È un episodio che mi ha ricordato un pomeriggio di un paio d'anni fa in un parco giochi dove alcuni bambini si rincorrevano con dei rametti spezzati stretti in mano e che servivano da spade per i loro duelli. Anche quei bambini usavano parole che non erano le loro né delle loro famiglie, ma arrivavano dai Pirati dei Caraibi (o parenti stretti) ed era tutto un “marrano” e “fermati vile, ti faccio assaggiare la mia spada” e cose del genere.

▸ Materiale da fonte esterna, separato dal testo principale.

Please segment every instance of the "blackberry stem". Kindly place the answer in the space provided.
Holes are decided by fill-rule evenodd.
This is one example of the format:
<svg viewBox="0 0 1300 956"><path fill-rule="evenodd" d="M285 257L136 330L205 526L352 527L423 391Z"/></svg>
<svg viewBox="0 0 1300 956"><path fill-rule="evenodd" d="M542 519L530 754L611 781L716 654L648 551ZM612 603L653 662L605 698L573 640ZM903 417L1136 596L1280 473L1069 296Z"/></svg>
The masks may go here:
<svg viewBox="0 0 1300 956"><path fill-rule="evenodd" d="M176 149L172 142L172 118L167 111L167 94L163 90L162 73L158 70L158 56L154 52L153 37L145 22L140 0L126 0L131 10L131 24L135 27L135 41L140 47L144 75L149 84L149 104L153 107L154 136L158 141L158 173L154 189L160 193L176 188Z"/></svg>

Giocano con le parole, ed è un gran bel gioco. Andrebbero incoraggiati, non derisi (se va male) o ignorati (quando usano termini che ci spiazzano).
Siccome i giochi devono durare poco, quasi per definizione, ecco che una volta finito quello si torna nei ranghi. Anche se il compito degli adulti dovrebbe essere quello di aiutarli a sperimentare. I bambini si divertono con i suoni e poi con le parole e dovrebbero essere incoraggiati a farlo a lungo altrimenti da adulti saranno disabituati a tutto, impauriti anche al pronunciare un “ti amo” quando ne riconosceranno l'occasione, per sostituirlo con un pugno sudato chiuso in tasca o con un rimpianto. Oppure il contrario del “ti amo”, che è sempre meglio far presente a parole piuttosto che esternare con una testata in faccia quando ci si sente stretti in un angolo.